Mengers Vito, Roth Nicolas, Brock Oliver, Obermayer Klaus, Rolfs Martin
Technische Universität Berlin, Berlin, Germany.
Science of Intelligence, Research Cluster of Excellence, Berlin, Germany.
J Vis. 2025 Feb 3;25(2):6. doi: 10.1167/jov.25.2.6.
The objects we perceive guide our eye movements when observing real-world dynamic scenes. Yet, gaze shifts and selective attention are critical for perceiving details and refining object boundaries. Object segmentation and gaze behavior are, however, typically treated as two independent processes. Here, we present a computational model that simulates these processes in an interconnected manner and allows for hypothesis-driven investigations of distinct attentional mechanisms. Drawing on an information processing pattern from robotics, we use a Bayesian filter to recursively segment the scene, which also provides an uncertainty estimate for the object boundaries that we use to guide active scene exploration. We demonstrate that this model closely resembles observers' free viewing behavior on a dataset of dynamic real-world scenes, measured by scanpath statistics, including foveation duration and saccade amplitude distributions used for parameter fitting and higher-level statistics not used for fitting.
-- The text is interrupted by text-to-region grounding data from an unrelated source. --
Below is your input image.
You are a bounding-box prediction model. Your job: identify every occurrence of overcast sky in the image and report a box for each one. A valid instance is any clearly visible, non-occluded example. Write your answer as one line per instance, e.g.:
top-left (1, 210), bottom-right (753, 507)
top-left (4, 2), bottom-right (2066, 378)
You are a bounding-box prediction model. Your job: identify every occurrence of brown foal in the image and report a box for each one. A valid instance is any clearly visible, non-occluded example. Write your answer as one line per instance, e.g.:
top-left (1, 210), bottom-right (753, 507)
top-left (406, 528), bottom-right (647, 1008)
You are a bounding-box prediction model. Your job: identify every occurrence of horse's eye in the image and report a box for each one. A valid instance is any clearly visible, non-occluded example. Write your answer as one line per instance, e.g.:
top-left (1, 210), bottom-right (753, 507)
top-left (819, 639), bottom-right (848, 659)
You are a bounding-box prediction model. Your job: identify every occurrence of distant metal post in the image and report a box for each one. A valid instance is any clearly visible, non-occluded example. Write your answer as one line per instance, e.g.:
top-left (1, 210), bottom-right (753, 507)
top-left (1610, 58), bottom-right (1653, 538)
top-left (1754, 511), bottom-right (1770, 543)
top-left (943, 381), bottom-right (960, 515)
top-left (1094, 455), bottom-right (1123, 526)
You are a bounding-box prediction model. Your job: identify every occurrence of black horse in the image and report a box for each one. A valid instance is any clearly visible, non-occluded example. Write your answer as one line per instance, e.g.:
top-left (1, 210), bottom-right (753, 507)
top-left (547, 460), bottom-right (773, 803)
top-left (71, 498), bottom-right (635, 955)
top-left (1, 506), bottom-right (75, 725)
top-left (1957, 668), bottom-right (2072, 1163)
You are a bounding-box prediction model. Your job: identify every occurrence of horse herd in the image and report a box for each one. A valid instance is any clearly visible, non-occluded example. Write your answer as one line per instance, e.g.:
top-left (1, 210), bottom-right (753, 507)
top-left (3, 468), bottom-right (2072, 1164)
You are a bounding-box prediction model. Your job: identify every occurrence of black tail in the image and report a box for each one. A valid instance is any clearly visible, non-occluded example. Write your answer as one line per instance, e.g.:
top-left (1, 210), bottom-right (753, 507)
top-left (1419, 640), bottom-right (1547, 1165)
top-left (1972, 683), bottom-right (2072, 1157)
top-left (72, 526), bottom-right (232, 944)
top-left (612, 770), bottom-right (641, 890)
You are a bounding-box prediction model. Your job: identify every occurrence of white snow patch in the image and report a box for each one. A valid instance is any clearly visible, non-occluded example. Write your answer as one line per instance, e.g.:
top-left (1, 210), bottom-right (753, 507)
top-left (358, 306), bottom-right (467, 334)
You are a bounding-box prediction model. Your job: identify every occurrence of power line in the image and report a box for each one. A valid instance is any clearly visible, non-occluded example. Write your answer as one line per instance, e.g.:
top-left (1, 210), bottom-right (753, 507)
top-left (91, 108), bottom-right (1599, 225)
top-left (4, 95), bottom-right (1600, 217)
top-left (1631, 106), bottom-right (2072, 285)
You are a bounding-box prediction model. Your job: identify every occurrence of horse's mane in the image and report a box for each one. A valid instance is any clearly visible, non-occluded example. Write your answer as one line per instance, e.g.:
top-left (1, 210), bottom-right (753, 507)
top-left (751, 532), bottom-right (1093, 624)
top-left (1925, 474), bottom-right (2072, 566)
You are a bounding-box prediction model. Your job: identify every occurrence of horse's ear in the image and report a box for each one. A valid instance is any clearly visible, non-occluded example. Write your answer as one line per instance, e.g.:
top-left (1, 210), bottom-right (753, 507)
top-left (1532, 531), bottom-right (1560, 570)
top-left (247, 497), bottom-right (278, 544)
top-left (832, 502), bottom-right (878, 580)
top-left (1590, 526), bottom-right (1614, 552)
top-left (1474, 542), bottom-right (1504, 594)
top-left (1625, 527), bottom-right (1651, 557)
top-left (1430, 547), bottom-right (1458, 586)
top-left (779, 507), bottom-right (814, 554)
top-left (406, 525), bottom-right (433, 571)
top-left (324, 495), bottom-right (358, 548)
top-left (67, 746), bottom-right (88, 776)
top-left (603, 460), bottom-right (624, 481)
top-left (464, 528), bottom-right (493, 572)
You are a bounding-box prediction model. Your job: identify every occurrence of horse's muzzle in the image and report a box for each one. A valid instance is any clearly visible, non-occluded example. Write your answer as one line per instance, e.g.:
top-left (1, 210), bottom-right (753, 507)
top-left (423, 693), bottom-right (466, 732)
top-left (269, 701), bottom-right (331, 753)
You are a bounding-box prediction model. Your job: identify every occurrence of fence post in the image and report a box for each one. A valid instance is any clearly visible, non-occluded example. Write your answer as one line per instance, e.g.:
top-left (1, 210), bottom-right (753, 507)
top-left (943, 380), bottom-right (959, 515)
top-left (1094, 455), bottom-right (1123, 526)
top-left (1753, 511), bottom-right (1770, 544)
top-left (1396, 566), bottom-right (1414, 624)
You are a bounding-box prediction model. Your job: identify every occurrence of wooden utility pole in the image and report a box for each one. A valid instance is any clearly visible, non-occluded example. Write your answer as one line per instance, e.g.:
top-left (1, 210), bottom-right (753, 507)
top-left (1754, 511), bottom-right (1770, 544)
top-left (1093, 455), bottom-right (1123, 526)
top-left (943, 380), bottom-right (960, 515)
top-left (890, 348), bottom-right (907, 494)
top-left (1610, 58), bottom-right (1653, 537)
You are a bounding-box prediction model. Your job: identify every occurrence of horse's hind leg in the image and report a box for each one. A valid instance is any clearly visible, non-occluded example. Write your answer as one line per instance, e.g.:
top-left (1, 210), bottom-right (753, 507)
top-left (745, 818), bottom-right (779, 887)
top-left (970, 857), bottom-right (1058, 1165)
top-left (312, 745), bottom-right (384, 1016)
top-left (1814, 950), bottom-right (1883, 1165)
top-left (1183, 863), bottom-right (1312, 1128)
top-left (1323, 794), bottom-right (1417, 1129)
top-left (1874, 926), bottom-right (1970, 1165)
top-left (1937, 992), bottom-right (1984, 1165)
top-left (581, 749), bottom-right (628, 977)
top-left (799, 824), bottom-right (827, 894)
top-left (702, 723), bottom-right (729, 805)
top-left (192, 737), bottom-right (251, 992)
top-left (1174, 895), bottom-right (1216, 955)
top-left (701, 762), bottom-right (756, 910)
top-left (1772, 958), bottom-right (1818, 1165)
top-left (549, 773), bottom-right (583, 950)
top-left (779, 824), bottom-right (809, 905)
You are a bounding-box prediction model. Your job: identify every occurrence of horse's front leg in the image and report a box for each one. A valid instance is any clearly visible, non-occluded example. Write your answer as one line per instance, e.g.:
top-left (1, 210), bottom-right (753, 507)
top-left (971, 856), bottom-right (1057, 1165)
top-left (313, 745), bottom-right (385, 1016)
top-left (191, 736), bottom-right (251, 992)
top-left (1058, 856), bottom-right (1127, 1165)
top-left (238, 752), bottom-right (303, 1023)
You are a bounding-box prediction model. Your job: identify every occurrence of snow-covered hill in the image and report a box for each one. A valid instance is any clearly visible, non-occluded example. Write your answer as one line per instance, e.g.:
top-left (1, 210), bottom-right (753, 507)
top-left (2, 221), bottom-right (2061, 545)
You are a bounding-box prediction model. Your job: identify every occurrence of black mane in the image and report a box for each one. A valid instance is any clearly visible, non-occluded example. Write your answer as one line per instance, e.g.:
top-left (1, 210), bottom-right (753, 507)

These include how object detections, inspections, and returns are balanced and a delay of returning saccades without an explicit implementation of such temporal inhibition of return. Extensive simulations and ablation studies show that uncertainty promotes balanced exploration and that semantic object cues are crucial to forming the perceptual units used in object-based attention. Moreover, we show how our model's modular design allows for extensions, such as incorporating saccadic momentum or presaccadic attention, to further align its output with human scanpaths.
我们所感知的物体在观察现实世界动态场景时会引导我们的眼球运动。然而,注视转移和选择性注意对于感知细节和细化物体边界至关重要。然而,物体分割和注视行为通常被视为两个独立的过程。在此,我们提出一种计算模型,该模型以相互关联的方式模拟这些过程,并允许对不同的注意机制进行假设驱动的研究。借鉴机器人学中的信息处理模式,我们使用贝叶斯滤波器对场景进行递归分割,这也为我们用于指导主动场景探索的物体边界提供了不确定性估计。我们证明,该模型与在动态现实世界场景数据集上观察者的自由观看行为非常相似,通过扫描路径统计进行测量,包括用于参数拟合的注视持续时间和扫视幅度分布以及未用于拟合的更高层次统计。这些包括物体检测、检查和返回如何平衡,以及返回扫视的延迟,而无需明确实施这种返回的时间抑制。广泛的模拟和消融研究表明,不确定性促进了平衡探索,并且语义物体线索对于形成基于物体的注意中使用的感知单元至关重要。此外,我们展示了我们模型的模块化设计如何允许扩展,例如纳入扫视动量或扫视前注意,以进一步使其输出与人类扫描路径对齐。